Inviting through Preaching: Monsignor Robert F. Coleman Reflects on Hospitality
Thursday, December 4, 2025
Monsignor Robert Coleman (left) and Father Dominic Ciriaco (right).
Familiar sights and sounds greeted Monsignor Robert F. Coleman, J.C.D., as he returned to Immaculate Conception Seminary School of Theology (ICSST) on October 21, 2025, to reflect on his many years of preaching and ministry. The former Rector/Dean of ICSST was interviewed as part of the Wisdom Figures of Preaching series of the Preaching as Hospitality Program, a key initiative of ICSST.
A native of West Orange, New Jersey, Monsignor Coleman earned his B.A. from Seton Hall University in 1974 and was ordained in 1978. He earned a licentiate in canon law from the Pontifical Gregorian University in Rome in 1984 and returned in 1986 for doctoral studies in canon law. He served as Vice Rector of ICSST from 1996 to 2000 and as Rector/Dean from 2000 to 2012. Following his time at ICSST, Monsignor served as Seton Hall’s Associate Vice Provost and Minister to the Priest Community until his retirement in 2020.
Monsignor Coleman’s approach to hospitable preaching centers on drawing people into the Word of God. As he reflects on the Scriptures throughout the week, he focuses on what the Word is saying and how he can convey it to his audience on Sunday. “I’m trying to understand not only what the Lord is saying in the Word, but how am I going to then, with His grace, impart a ‘welcoming Word.’” The key, he explained, is figuring out how to preach to himself: “I always tell myself, I’m going to preach to myself,” he said. “If I can come up with something that I think is going to invite me in, then hopefully there will be others who are going to be invited in.”
Such hospitality also may be seen in the way that Monsignor approached his role as Rector/Dean, encouraging seminarians to be welcoming and hospitable, so as to set the tone for their future priestly ministries. “I didn’t want anyone to come into the Seminary building and not see a community that would immediately say, ‘welcome to the Seminary,’” he explained. In this way, Monsignor noted, “Their future priesthood was one that was going to be filled with love and with real welcoming to people.”
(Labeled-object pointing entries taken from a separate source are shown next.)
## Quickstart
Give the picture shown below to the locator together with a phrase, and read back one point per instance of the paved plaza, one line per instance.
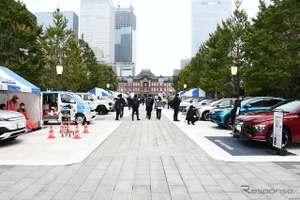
(147, 159)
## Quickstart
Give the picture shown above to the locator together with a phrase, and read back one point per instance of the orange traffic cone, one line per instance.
(51, 134)
(85, 128)
(61, 128)
(77, 136)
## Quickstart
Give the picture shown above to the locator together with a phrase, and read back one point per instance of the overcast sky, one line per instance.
(163, 29)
Monsignor encourages preachers to look at preaching as a prayerful act to take in the Word of God as in prayer and then share it with others. “It’s God’s Word spoken to us, and what better way for us to begin if we’re going to impart something about God’s Word,” he emphasized. “The whole concept of prayer is the real foundation of our preaching.” The Holy Spirit is key. To communicate the Good News effectively, it is crucial to invite and welcome the Holy Spirit to work and speak through you. “Be the vessel, the vehicle by which the Holy Spirit is going to really be able to empower people,” Monsignor explained. “Somebody out there needs this just as much as I need this, so how can I then be the vehicle for that very thing?”
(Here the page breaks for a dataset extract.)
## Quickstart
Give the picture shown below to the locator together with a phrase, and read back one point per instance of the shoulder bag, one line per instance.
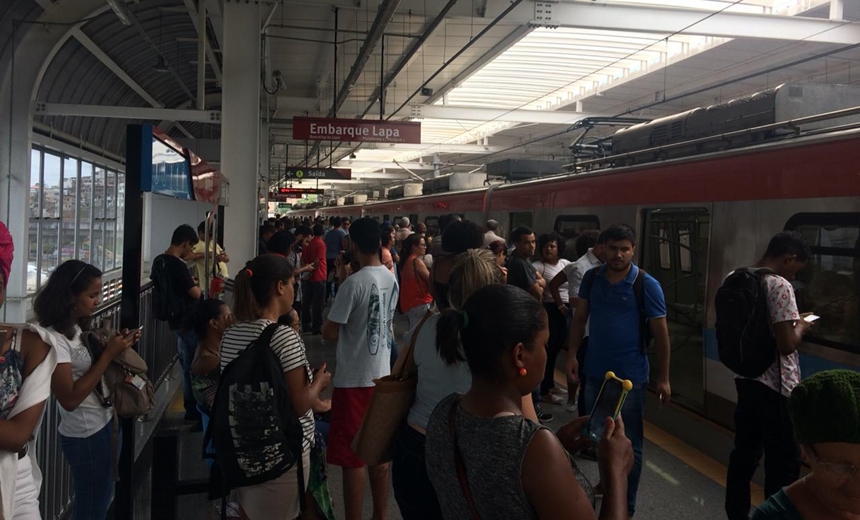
(393, 396)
Being a hospitable preacher means being inviting and drawing people into a community through shared belief in the Word of God. “That’s the wonderful thing about worship,” he said. “Everybody gets together, and we’re all different…and yet, here we are standing all together shoulder to shoulder, because we’re all gathered to worship our one God.” Wonderful,” By welcoming others into a shared experience, preachers and their congregation can create a sense of hospitality in faith. “I believe that’s real hospitality…we’re not only finding ourselves drawing people together in hospitality, but those, the assembly, all of them gathered there in the church, they’re going to experience that sense of hospitality.”
The Preaching as Hospitality Formation program of Immaculate Conception Seminary School of Theology seeks to form seminarians, diaconal students, and religious and lay graduate students of theology to be compelling preachers who will offer a hospitality of the heart as they break open the Word of God. The initiatives help to form preachers who will understand and embrace preaching as hospitality, a ministry of inviting, welcoming, and offering compassion. The program also focuses on newly ordained priests and deacons and newly appointed pastors (less than five years) who are invited to re-imagine their preaching through the lens of Christian hospitality.